Giant ‘icy spider’ captured on Pluto’s surface in latest NASA image (PHOTO)
At least six extensional fractures were spotted on Pluto’s icy surface - the longest of which, Sleipnir Fossa, stretches more than 580km (360 miles).
“Oh, what a tangled web Pluto’s geology weaves,” said Oliver White, a member of the geology team at NASA’s Ames Research Center in California.
“The pattern these fractures form is like nothing else we’ve seen in the outer solar system, and shows once again that anywhere we look on Pluto, we see something different.”
This is what the highest resolution color image of Pluto yet released looks like. pic.twitter.com/Xn8OrxcZc3— Discover and Know (@DiscoverAndKnow) April 7, 2016
Scientists also noted that the spider's "legs" in particular expose red deposits below Pluto's surface.
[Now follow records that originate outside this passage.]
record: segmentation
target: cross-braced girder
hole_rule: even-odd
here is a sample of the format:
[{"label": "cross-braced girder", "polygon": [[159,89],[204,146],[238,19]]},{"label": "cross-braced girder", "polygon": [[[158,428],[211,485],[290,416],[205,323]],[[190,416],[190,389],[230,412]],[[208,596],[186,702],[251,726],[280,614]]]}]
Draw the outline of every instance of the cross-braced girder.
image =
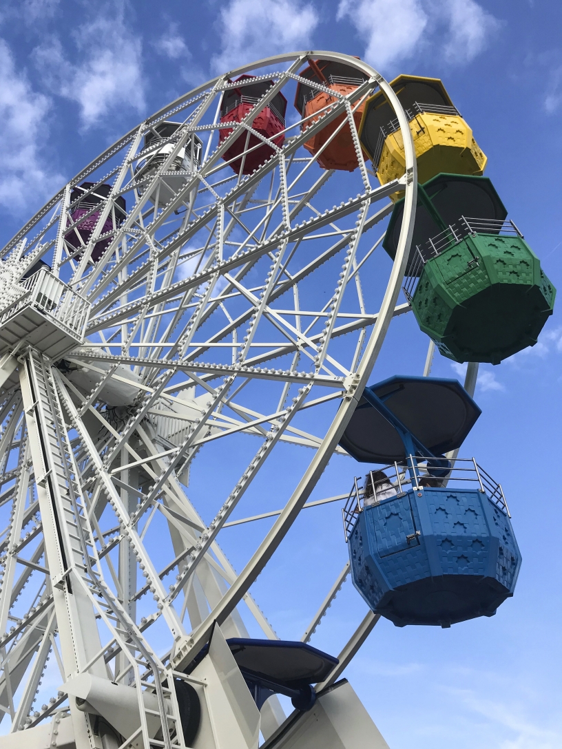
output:
[{"label": "cross-braced girder", "polygon": [[[312,56],[345,61],[362,82],[342,95],[302,78]],[[240,121],[221,122],[221,101],[247,85],[233,82],[247,70],[271,85]],[[335,103],[312,119],[288,117],[281,145],[279,132],[274,141],[253,127],[303,82]],[[383,187],[354,118],[379,87],[406,153],[405,176]],[[334,121],[323,148],[348,128],[359,165],[351,174],[321,169],[321,154],[303,148]],[[133,129],[2,250],[13,300],[0,310],[0,711],[12,732],[70,711],[76,746],[101,747],[72,691],[87,673],[136,690],[138,726],[116,742],[184,747],[170,685],[214,622],[226,636],[277,637],[252,585],[332,455],[345,455],[338,442],[391,320],[410,309],[398,296],[416,197],[411,141],[393,91],[360,61],[265,61]],[[379,246],[400,190],[393,265]],[[29,271],[58,291],[25,285]],[[25,315],[60,339],[31,339]],[[295,468],[284,509],[268,513],[280,497],[264,487],[303,447],[308,465]],[[233,518],[258,499],[259,517],[277,519],[256,548],[237,551],[237,574],[223,548],[234,548]],[[360,625],[344,661],[372,625]],[[282,714],[271,701],[262,713],[266,736]]]}]

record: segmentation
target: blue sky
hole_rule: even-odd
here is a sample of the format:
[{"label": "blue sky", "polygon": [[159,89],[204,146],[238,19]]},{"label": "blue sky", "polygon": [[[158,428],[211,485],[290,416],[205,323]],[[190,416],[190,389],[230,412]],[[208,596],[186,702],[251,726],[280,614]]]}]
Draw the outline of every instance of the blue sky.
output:
[{"label": "blue sky", "polygon": [[[360,55],[387,79],[408,73],[444,80],[510,216],[562,289],[561,23],[562,5],[547,0],[4,4],[0,239],[102,149],[197,83],[283,51],[334,49]],[[373,381],[421,372],[426,339],[411,315],[394,330]],[[450,630],[382,621],[348,669],[391,749],[562,745],[561,365],[557,309],[534,348],[482,368],[476,398],[483,413],[463,449],[501,481],[510,503],[523,555],[514,598],[495,617]],[[438,357],[432,374],[462,373]],[[336,460],[315,498],[333,493],[330,476],[353,470]],[[309,542],[312,515],[303,513],[274,557],[278,585],[255,586],[287,638],[300,637],[345,558],[339,509],[306,512],[317,513],[325,543]],[[255,525],[248,542],[263,535]],[[235,565],[236,550],[229,551]],[[310,571],[296,592],[283,577],[295,559]],[[363,608],[348,584],[312,643],[336,652]]]}]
They say the “spider” patterns may have formed as a result of a focused source of stress in the crust beneath the fractures’ point of convergence. This could, for example, be due to material welling up from under the surface.
This pattern differs from fractures seen elsewhere on Pluto which tend to run parallel to one another in long belts. Researchers say those parallel marks are caused by the global-scale extension of Pluto's water-ice crust.
Similar radially-fractured centers have been spotted by other NASA spacecraft on Venus and Mercury.
NASA’s New Horizons spacecraft captured the picture at a range of approximately 33,900km (21,100 miles) from Pluto about 45 minutes before its closest approach on July 14, 2015.